Going back to school and forcing myself to hear intervals and memorize fucking German chords makes me not want to sing. I haven’t wanted to sing for 2 weeks. I have an audition on Tuesday and I could not be less enthused about it. I have barely worked on it and I’m hoping it’s not that apparent but somehow I am worried it will be.
I had to sing my new aria for Opera Workshop and the look on Pamela’s face was like, “what the fuck is she singing?” I had the rhythms all fucked up and probably some of the intonation and she said I was scooping and portamentoing all over the place. Made me feel like a Loser.
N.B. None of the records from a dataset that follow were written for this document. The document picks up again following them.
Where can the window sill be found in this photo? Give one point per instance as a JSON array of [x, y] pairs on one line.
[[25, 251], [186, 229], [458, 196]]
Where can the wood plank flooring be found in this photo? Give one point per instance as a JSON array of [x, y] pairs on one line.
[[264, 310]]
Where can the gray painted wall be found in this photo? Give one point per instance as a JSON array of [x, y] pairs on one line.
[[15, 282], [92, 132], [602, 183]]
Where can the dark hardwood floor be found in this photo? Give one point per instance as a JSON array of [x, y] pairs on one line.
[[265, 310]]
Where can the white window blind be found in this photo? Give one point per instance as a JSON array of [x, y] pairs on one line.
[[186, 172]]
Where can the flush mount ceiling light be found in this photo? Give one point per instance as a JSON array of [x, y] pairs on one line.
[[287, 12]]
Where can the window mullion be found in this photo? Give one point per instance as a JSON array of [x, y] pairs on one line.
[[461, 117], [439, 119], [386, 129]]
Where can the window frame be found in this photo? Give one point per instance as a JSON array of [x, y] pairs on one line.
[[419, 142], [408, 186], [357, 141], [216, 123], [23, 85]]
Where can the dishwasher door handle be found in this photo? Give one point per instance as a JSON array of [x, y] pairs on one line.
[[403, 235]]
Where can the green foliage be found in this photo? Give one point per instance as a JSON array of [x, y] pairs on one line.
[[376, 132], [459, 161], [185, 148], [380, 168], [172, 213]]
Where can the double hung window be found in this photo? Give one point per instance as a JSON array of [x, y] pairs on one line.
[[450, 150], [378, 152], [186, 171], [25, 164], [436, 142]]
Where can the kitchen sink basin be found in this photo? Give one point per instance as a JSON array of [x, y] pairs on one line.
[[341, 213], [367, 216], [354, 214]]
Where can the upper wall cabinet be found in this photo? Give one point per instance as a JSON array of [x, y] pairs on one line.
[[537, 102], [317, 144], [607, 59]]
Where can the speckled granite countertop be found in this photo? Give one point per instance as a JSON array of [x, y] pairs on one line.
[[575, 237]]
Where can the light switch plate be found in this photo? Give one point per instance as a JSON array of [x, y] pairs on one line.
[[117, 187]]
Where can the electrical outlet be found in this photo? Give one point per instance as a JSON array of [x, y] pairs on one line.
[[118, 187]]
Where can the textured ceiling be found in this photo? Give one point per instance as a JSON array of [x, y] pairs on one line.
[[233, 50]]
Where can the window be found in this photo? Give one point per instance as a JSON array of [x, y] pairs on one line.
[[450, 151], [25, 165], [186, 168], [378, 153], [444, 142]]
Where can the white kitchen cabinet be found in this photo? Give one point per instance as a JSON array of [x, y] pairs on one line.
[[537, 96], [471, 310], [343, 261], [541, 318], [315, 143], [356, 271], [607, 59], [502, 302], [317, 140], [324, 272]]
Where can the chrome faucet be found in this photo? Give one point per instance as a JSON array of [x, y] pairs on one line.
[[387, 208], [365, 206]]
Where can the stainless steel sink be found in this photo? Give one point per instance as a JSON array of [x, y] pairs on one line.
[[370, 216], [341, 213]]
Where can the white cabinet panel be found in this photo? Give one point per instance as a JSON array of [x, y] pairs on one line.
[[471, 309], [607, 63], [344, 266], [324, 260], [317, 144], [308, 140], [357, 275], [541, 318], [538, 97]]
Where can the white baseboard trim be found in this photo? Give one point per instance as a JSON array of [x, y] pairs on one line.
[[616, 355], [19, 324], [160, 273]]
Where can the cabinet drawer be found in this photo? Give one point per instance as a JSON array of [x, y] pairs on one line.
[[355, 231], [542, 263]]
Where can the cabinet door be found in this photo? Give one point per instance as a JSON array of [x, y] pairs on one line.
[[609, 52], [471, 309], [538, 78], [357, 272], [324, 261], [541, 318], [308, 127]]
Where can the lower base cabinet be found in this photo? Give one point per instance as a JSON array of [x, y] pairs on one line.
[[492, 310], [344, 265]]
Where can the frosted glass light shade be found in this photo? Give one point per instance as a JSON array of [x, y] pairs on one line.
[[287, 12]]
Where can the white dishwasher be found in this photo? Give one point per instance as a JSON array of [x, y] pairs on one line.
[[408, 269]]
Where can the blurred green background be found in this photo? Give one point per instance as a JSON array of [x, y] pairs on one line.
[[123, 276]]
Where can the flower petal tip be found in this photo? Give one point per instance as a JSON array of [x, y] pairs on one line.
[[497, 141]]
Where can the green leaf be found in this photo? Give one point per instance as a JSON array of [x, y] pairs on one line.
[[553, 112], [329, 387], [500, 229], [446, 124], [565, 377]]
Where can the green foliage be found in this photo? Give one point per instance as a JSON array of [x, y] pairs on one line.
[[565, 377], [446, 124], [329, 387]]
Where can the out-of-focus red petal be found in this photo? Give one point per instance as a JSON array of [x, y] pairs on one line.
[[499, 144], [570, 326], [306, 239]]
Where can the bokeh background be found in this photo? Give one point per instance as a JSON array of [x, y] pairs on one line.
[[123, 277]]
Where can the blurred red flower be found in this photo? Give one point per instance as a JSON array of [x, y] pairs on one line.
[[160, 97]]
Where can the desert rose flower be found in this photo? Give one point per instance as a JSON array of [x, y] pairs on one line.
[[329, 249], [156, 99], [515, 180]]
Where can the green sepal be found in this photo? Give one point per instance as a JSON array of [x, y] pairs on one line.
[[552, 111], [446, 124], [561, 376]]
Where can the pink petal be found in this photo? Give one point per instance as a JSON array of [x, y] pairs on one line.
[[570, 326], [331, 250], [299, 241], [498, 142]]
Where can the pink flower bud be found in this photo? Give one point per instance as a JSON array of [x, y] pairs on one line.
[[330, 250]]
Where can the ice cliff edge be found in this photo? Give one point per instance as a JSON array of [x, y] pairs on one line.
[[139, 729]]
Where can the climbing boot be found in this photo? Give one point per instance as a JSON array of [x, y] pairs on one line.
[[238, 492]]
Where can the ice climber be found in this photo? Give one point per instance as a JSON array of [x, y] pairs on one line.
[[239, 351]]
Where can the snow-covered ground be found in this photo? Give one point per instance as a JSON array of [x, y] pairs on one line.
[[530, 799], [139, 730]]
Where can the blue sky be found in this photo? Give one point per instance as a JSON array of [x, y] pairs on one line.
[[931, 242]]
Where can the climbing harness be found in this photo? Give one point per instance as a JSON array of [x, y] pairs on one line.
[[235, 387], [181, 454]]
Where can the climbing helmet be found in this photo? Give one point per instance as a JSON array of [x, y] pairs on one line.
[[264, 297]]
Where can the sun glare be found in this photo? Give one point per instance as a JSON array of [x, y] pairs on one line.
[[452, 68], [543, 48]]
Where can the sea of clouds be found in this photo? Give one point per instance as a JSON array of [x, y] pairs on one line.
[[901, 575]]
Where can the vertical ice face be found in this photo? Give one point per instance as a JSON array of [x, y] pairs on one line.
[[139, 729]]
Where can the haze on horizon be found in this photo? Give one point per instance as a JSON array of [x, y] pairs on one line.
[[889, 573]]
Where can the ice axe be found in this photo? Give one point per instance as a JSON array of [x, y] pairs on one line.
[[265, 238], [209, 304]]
Makes me feel like I’m not really any good at this and maybe I’ve just spent my whole life trying to do something that is forced and not really natural to me. I’m sure I’ll manage to make some friends who hate what I do too. But maybe it’s best to let them find me.
Except I know that’s not right. I know that’s only half the story. Parts of this are very natural to me. The actual singing has come pretty naturally, even if the coordination has tended to be inconsistent, the actual, pure singing part of his has been natural. The ability to color my voice and make actual music from my soul – that has always come naturally to me, which is why I think it’s hard for me to think of music in the dry clinical terms that music school forces upon you. I’ve always felt that the way music schools approach teaching music and ear training makes me want to run screaming from the room. I guess it’s like going to med school because you want to make people feel better. You want to fix them. You want them to leave better than they came in. And then they put a cadaver in front of you and ask you to pull it apart. While this is part of the learning process, it’s enough to make you puke and faint because the LAST thing you want is to pull dead bodies apart – right? You want to fix living, breathing beings. So, that’s kind of how I feel half the time. Like they’re making me deal with dead things when I soooo desire to work with the live things. And, truthfully, the problem at Rutgers, specifically, is that they don’t really have a program geared towards singing. Their program is general. It’s not targeted. And so, I think singers there aren’t really getting a concentration on some subjects they could really use and getting too much of other things they really don’t need as much. Like, no singer really ever will use the information I’m learning now on the German sixth. Not if you’re singing. Highly unlikely.
Anyway, despite feeling like my first run of the aria was less than wonderful, the woman sitting next to me, the one who’s also been to Mannes, she rubbed my shoulder after and said it was beautiful. I’ll have to make her a friend. I need some new friends and what better friend than one who actually likes what you do? That’s not an ego thing, it’s just if I’m going to make friends, it’s nice to know they’re already on my side. Isn’t that just the way we’re designed? Would you try to make friends with the person who was making nasty faces while you were singing? Not likely.